In her brief text, Wolf convincingly argues that the advent of digital photography does not constitute a qualitative break in the tradition of photography as art. “Historical precedent,” Wolf aptly notes, “exists for many of the characteristics we think of as central to digital photographic practice: from enhancing a photograph to making composite images, from disseminating widely to engaging in interactivity.” The idea that a photograph should be a pure representation of the “real world” has always been a chimera, particularly in the art world; photographers who also regard themselves as artists have (as Wolf, again accurately, observes) always been at the forefront of manipulation and trickery in the medium—whether tinkering with the exposure of prints, creating collages, or building elaborately “false” set pieces to capture on film.

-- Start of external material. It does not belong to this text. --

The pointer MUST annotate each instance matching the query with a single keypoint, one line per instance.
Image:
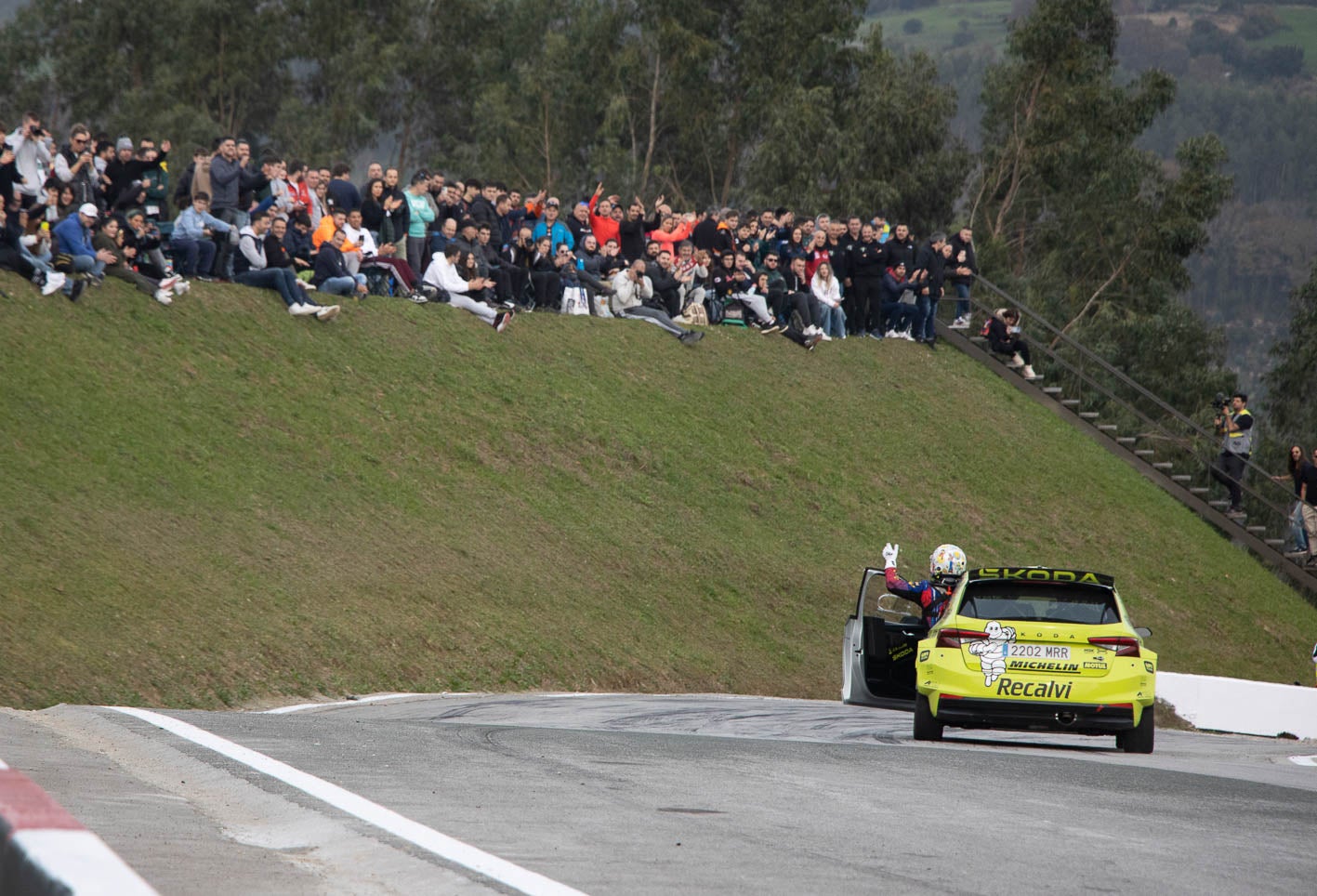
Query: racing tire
(926, 725)
(1139, 738)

So substantively, there’s not much here for readers to chew on. Visually, however, the book is a pip. Nicely designed by Mark Melnick for publisher Prestel and sized for the lap rather than the coffee table, The Digital Eye constitutes a fine overview of the art of photographers working at the contemporary edge of what digital technology allows. Preponderant in Wolf’s selection are pieces that are manipulated relatively subtly, creating effects that are convincingly—and often eerily—real, commenting on the photographers’ subjects as well as on perception itself. In Wendy McMurdo’s cover image Helen, Backstage, Merlin Theatre (The Glance), a small girl looks skeptically at a version of herself standing a few feet away. In sizzlingly theatrical images by Margi Geerlinks and Dieter Huber, respectively, a woman wipes the wrinkles of age away with a powder puff and the tongues of embracing lovers connect seamlessly.
I can’t fault The Digital Eye for being the book it is rather than the book I’d like it to be, but it strikes me that the digital revolution has wrought more sigificant change for casual shutterbugs than for artists creating museum pieces. After decades of being a deliberate, physical, and not inexpensive activity, in the 21st century photography for the ordinary person has become an omnipresent act of instantanous communication. The pic you grap with your phone and instantly upload to Facebook is a “photograph,” just like the Kodaks people took in the 1920s, the 1960s, and the 1990s were—but the process of capturing and sharing a moment has become so much faster and so much cheaper that whatever similarities remain are more interesting than the differences. A book looking at the amateur’s Digital Eye rather than the professional’s might be more engaging than the volume at hand. If nothing else, it would probably have a lot more dirty pictures in it.